Abstract
Background: Patients with high-risk acute cholecystitis are challenging to manage because many cannot tolerate early surgery. Percutaneous transhepatic gallbladder drainage (PTGBD) is therefore commonly used; however, the clinical response after drainage is not always satisfactory. Reliable indicators for early identification of patients at risk of poor treatment response remain limited. Although inflammatory and nutritional biomarkers have shown potential value in risk stratification, their role in predicting response to PTGBD has not been fully clarified. Accordingly, this study aims to evaluate the predictive value of the preoperative C-reactive protein/albumin ratio (CAR) for poor treatment response in high-risk patients with acute cholecystitis undergoing PTGBD.

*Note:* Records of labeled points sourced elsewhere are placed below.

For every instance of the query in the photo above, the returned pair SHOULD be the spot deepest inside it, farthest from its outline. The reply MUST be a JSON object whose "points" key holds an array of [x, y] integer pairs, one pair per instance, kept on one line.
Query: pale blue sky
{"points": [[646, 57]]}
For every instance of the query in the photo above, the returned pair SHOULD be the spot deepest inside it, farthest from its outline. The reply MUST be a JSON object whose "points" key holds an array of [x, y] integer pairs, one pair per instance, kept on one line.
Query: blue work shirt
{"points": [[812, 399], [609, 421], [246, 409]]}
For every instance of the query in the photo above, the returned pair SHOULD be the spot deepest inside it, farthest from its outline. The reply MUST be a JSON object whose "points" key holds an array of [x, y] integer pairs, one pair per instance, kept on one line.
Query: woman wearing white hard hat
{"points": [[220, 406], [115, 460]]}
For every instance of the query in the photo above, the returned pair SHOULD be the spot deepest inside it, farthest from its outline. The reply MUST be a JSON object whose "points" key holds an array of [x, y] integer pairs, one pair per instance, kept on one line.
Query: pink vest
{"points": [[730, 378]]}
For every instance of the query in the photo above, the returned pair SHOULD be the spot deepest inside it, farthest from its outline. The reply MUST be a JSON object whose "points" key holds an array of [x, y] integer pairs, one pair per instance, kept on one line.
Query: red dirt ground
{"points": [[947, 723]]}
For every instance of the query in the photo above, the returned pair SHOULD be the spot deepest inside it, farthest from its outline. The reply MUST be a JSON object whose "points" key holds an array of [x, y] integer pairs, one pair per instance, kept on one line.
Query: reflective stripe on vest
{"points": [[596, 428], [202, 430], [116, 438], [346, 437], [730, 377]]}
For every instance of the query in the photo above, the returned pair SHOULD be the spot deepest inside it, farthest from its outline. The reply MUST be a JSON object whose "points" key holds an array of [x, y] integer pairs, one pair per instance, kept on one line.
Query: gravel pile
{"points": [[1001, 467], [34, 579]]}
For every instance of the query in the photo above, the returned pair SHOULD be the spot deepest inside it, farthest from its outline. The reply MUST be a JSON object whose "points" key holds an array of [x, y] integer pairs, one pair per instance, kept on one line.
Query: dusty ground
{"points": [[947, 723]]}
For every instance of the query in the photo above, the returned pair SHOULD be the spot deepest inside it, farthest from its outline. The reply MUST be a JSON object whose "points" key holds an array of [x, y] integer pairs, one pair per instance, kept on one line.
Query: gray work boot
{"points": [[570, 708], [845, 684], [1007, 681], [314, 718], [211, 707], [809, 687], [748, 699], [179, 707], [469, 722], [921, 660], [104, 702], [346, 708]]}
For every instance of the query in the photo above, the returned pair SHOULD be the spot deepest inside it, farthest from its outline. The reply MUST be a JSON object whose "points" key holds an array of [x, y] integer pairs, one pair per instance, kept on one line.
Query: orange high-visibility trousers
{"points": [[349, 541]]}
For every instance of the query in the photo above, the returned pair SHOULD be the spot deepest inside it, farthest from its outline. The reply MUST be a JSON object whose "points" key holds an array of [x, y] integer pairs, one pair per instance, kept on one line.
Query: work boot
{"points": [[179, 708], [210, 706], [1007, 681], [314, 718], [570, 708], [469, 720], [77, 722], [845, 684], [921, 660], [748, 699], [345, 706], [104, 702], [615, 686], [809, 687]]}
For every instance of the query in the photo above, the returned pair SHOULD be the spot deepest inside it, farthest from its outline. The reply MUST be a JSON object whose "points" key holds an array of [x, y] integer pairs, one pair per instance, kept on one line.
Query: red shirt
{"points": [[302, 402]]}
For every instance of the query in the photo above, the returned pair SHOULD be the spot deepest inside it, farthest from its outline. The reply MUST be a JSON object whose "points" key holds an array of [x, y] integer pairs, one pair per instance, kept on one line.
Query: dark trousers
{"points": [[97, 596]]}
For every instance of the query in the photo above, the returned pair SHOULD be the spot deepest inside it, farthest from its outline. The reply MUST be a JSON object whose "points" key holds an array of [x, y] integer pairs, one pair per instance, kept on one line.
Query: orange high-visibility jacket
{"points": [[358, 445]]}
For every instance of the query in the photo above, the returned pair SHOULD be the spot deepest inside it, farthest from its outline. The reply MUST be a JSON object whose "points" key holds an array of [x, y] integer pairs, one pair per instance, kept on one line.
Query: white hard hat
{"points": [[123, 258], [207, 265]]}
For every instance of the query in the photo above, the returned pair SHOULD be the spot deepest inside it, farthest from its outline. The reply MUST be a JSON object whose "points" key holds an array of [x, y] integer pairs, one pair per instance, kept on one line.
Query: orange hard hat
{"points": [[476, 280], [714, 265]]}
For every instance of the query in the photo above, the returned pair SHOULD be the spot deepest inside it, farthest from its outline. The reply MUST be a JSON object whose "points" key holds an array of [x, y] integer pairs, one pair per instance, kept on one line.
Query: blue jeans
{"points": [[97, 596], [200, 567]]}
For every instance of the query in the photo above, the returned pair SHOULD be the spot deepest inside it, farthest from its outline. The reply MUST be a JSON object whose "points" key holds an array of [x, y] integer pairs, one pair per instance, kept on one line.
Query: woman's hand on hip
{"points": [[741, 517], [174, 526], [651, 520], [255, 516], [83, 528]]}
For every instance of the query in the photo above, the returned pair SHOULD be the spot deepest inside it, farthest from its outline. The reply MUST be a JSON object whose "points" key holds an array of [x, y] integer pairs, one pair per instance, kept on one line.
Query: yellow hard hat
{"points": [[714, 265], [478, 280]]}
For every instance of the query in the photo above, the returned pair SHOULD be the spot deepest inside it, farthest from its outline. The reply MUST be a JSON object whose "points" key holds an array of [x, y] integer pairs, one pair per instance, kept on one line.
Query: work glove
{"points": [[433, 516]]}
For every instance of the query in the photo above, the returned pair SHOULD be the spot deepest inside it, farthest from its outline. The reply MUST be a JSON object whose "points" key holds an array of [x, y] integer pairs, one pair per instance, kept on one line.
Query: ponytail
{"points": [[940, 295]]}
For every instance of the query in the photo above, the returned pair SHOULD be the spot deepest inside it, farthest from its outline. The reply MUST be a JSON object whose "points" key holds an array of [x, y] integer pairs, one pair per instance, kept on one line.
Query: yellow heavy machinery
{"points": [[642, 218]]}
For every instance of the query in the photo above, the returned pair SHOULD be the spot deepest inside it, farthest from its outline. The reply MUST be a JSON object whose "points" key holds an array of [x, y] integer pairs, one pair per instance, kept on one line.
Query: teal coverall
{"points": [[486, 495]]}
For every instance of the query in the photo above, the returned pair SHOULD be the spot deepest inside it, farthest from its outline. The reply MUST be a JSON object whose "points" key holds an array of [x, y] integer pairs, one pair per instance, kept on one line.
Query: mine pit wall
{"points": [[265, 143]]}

Methods: Clinical data from 309 patients with high-risk acute cholecystitis who underwent PTGBD at our institution between January 2023 and January 2025 were retrospectively reviewed. Based on post-procedural treatment response, patients were categorized into a good response group (n = 231) and a poor response group (n = 78). Receiver operating characteristic (ROC) curve analysis was applied to assess the predictive performance of CAR. Multivariable logistic regression analysis was used to determine independent predictors of poor treatment response, and a predictive model was subsequently developed.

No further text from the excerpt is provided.